Amelie passou a relatar como tudo ocorrera. A princípio, quando os dois homens que faziam sua guarda retornaram sozinhos, desesperados, Ame pode contar com aquela imprudência deles para garantir completo silêncio e foi quando Adrey precisou ser informado. Ele ficara enraivecido, de tal modo como a irmã nunca tinha visto. Imediatamente montou uma pequena equipe com seus soldados de confiança e partiram em busca dela. Foi quando interceptaram uma carta, avisando de um possível sequestro. Compreenderam rapidamente, pelas palavras tão mal escritas e uso comum de uma expressão do reino inimigo, que os correspondentes se tratavam de guers Achers.

- Adrey assumiu que não poderíamos mais esconder de Fergie e ele foi avisado de seu sumiço - ela contou auxiliando a princesa a entrar na banheira quente. - Mas, por incrível que pareça, a princípio o príncipe não pareceu tão preocupado. Apenas quando meu irmão e seus homens não voltaram de suas buscas é que ele começou a suspeitar do pior. Nessa altura, fizemos a fofoca sobre uma doença misteriosa que acometeu a princesa se espalhar pelo castelo, antes de tomar as ruas e as suspeitas do seu Tslach ser adiado, causando grande comoção entre o povo.

- Meu pai...

- Fergie quem lidou com ele. Sei que a notícia de sua doença foi informada e o príncipe garantiu que o médico que tratava da senhorita era o melhor do reino, pedindo isolamento da doente e proibindo a aproximação de homens de idade do seu quarto. Nesse caso, apenas eu fui escalada para passar meus dias ao seu lado em seus aposentos, evitando o contato com o mundo exterior, enquanto cuidava da princesa gravemente doente. - Amelie revirou os olhos. - Imagina como foi tedioso ficar trancafiada todos esses dias aqui, não podendo sair para nada? Tenho certeza de que a ideia partiu do seu e do meu irmão, punindo-me como uma prisioneira por apoiá-la em seus planos.

Amelie auxiliou Flora enquanto relatava sobre a carta de Philip, sobre o alívio por saber que ela estava bem e como se desdobraram todos os acontecimentos posteriores, inclusive sobre a terrível mudança do baile.
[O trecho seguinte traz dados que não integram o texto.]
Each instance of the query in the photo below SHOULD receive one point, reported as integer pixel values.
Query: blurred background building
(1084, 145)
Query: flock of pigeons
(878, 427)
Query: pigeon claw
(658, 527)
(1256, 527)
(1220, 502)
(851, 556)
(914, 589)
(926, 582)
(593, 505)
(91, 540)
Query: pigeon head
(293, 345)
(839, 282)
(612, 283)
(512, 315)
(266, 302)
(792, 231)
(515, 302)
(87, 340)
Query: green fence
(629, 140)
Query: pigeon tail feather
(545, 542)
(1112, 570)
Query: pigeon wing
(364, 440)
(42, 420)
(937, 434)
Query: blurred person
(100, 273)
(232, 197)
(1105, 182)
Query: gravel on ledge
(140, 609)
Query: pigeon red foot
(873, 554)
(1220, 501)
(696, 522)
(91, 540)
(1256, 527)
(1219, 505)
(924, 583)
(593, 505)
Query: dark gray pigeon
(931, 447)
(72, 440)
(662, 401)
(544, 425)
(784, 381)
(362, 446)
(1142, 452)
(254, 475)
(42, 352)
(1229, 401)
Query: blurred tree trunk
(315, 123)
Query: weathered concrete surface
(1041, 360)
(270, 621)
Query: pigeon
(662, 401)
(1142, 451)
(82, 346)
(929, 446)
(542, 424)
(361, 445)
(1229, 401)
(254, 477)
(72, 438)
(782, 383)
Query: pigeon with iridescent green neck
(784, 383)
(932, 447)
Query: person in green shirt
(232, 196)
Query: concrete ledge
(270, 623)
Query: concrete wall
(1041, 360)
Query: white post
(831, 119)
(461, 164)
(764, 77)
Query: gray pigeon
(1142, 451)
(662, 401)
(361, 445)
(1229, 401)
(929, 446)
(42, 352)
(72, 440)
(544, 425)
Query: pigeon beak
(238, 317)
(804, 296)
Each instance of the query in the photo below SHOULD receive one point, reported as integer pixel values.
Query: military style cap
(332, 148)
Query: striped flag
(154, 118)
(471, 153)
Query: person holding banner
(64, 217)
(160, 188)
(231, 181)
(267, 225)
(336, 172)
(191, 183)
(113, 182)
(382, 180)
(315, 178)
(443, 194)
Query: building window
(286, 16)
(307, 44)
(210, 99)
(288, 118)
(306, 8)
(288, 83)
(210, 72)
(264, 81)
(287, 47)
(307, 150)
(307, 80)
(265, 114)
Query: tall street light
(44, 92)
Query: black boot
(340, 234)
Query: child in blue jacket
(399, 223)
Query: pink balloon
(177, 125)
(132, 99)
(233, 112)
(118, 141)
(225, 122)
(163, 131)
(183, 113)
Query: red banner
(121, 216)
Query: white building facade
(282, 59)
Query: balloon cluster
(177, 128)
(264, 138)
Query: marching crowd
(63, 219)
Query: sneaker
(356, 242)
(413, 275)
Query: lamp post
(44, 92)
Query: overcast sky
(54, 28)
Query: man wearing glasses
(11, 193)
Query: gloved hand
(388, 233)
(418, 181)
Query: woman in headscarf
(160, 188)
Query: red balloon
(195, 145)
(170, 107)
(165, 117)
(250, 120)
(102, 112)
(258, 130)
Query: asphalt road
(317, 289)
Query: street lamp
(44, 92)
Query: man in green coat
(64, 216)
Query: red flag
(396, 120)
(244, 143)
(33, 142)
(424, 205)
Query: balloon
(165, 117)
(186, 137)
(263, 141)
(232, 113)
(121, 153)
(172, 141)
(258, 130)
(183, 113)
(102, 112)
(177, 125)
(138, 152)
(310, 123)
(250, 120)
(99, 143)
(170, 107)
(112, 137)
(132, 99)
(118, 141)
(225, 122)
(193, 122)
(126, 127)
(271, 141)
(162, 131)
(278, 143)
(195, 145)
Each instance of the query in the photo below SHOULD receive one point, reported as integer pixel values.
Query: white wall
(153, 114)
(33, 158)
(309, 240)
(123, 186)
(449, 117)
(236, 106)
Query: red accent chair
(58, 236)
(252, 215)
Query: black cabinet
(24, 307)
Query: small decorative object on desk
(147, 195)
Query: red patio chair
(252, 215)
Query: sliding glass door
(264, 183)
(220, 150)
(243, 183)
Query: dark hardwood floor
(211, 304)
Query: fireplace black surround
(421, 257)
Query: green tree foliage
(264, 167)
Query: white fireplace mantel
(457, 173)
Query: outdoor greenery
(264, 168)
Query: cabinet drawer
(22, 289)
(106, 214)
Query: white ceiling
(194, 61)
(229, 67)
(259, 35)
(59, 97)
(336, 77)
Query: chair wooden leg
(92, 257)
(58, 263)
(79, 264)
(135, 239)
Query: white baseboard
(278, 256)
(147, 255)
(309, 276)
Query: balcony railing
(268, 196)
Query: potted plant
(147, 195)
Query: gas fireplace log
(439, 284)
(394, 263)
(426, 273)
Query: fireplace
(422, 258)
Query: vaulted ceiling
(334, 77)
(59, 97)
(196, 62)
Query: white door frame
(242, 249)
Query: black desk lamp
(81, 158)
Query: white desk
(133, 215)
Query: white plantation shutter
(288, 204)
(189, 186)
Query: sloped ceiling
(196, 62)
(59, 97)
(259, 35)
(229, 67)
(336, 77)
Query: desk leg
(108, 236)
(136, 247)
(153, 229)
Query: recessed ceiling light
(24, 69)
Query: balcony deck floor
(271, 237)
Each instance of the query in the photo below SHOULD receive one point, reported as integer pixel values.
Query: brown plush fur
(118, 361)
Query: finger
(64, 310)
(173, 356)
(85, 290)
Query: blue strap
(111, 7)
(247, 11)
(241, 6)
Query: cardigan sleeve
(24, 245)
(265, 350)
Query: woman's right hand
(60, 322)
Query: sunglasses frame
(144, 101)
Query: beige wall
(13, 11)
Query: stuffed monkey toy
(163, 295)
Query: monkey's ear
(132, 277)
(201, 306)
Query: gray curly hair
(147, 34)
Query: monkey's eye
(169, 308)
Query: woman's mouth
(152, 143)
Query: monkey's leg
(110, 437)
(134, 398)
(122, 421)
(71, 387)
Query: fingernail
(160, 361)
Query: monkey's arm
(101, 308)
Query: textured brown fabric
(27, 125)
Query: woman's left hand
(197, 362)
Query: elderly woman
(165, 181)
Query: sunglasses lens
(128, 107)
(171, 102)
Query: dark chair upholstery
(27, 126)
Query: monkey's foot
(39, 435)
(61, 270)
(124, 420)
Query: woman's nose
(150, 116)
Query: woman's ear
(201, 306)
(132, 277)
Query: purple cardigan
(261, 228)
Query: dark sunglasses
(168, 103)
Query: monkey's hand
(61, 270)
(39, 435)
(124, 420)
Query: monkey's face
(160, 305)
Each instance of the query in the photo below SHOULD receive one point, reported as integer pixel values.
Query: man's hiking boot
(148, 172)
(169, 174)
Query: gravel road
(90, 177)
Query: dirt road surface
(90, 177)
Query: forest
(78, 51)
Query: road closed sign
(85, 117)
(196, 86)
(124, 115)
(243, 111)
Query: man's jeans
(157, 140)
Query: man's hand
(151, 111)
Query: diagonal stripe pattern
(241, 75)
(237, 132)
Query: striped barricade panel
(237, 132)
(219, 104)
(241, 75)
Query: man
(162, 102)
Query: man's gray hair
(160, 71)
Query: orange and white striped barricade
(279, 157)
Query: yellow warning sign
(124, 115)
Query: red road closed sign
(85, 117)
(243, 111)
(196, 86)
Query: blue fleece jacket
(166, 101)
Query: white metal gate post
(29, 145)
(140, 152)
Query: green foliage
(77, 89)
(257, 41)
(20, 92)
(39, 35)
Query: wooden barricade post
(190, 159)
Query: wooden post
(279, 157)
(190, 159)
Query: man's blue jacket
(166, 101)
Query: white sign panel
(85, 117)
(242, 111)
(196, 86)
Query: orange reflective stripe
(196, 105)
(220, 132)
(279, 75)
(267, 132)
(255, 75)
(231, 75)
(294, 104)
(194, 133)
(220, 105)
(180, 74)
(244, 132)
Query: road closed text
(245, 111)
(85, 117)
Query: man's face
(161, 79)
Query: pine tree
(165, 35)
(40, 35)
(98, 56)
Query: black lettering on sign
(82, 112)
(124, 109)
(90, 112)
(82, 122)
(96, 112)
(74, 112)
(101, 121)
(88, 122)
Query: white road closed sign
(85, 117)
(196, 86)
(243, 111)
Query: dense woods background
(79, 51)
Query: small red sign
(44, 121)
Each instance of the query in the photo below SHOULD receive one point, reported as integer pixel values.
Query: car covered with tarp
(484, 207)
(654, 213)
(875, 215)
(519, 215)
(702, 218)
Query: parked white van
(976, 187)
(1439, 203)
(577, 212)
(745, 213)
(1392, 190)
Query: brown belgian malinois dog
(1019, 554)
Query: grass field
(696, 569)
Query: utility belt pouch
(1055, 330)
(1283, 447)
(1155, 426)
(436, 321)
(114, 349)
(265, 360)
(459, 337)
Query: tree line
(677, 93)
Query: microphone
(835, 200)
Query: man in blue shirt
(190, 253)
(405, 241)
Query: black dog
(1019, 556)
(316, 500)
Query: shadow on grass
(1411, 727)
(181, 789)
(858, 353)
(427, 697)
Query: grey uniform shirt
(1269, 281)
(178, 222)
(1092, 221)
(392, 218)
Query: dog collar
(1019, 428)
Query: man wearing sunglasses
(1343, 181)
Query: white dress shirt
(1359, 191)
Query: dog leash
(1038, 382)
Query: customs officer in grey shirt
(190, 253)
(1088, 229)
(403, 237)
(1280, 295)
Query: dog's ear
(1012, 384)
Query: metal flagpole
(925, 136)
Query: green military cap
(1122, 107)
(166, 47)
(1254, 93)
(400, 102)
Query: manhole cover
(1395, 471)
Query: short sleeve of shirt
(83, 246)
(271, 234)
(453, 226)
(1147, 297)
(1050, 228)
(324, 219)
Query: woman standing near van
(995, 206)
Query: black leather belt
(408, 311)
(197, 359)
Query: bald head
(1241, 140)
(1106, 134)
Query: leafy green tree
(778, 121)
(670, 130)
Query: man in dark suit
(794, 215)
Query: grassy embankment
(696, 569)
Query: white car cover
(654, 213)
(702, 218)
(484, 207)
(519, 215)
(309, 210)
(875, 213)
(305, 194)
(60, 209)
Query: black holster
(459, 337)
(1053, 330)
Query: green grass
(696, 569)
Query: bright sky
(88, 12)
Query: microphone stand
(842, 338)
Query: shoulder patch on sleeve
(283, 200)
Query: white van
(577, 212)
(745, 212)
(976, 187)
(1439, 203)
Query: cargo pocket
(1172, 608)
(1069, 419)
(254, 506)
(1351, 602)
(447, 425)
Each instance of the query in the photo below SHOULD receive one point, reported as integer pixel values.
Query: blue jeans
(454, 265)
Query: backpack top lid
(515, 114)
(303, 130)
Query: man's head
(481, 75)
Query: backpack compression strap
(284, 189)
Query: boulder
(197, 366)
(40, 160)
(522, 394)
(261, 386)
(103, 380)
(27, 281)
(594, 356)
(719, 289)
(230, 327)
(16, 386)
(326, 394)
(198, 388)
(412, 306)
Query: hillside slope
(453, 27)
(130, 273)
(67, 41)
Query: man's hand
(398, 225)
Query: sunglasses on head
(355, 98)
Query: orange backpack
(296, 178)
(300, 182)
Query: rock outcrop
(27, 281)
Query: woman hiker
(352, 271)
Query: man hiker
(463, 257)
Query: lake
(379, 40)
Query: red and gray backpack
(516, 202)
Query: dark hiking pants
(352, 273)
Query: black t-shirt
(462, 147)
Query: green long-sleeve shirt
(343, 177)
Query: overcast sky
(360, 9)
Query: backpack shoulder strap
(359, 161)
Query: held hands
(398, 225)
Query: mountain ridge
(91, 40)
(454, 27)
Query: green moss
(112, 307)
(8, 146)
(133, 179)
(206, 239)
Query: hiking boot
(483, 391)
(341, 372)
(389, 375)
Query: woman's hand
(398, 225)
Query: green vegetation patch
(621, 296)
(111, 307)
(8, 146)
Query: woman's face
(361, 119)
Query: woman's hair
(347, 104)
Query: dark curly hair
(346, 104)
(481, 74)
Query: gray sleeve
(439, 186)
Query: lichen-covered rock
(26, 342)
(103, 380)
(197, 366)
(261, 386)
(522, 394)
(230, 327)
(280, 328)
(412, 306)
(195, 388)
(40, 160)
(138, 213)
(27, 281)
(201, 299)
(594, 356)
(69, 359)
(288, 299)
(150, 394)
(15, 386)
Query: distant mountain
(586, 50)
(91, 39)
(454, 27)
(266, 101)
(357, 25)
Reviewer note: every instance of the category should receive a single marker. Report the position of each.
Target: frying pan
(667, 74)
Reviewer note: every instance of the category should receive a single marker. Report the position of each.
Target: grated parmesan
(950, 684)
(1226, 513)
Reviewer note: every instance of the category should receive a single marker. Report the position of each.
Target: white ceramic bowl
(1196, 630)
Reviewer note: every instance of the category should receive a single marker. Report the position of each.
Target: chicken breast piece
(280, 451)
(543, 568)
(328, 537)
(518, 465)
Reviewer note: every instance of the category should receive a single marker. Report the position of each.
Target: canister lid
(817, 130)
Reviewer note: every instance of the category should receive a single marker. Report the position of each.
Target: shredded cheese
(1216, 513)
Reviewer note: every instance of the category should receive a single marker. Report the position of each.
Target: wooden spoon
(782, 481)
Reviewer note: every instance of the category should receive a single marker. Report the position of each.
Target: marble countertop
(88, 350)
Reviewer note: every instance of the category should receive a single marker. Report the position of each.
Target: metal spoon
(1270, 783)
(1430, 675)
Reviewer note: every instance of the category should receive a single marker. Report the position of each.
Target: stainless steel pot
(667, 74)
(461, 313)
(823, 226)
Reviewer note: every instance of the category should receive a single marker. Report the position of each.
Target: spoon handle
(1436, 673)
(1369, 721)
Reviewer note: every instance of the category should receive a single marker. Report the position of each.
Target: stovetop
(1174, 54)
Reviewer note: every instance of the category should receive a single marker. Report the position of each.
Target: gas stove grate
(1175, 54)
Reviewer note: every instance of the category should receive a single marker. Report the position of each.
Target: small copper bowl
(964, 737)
- Sabe que essa é a segunda vez que a tradição é quebrada? Seu pai está inconformado porque o Tslach não acontecerá na data tradicional, uma semana antes do dia de seu nascimento. Contudo, sua doença e o desejo de sua recuperação a princípio aplacou a decepção. - Amelie que estava sentada no chão ao lado da banheira, suspirou. - Até ele descobrir a verdade. Fergie disse que ele proferiu palavras que não devem nem ser mencionadas novamente.

- Estou bastante e encrencada então, imagino.

- Não tanto - Amelie ergueu-se e pegou a toalha, percebendo nos olhos pesados da amiga que ela precisava mesmo de um descanso. - Ele está mais interessado no seu casamento e no que poderá ganhar com tudo isso.

Flora sorriu e lembrou-se de Henry.

- Antes que me pergunte - Ame interrompeu quando ela estava prestes a abrir a boca. - Não fui informada de como seu irmão atrasou a viagem do príncipe, antes dele saber de sua doença e retornar para Goi, ciente do adiamento do baile. Contudo, algo me diz que eles se divertiram bastante causando algumas dificuldades no caminho de seu amado.

Flora sorriu antes de sentir o prazer do contato delicado da toalha em seu corpo e se dar conta de que sentira falta de tal luxo. Amelie foi rápida em vesti-la, alimentá-la e com grande sabedoria enviá-la para a cama, como uma mãe zelosa faria.

Flora se recordaria, futuramente, que sorrira com o final inesperado de seu passeio ousado antes de fechar os olhos e entregar-se ao sono profundo que a consumia, mesmo sendo ainda dia.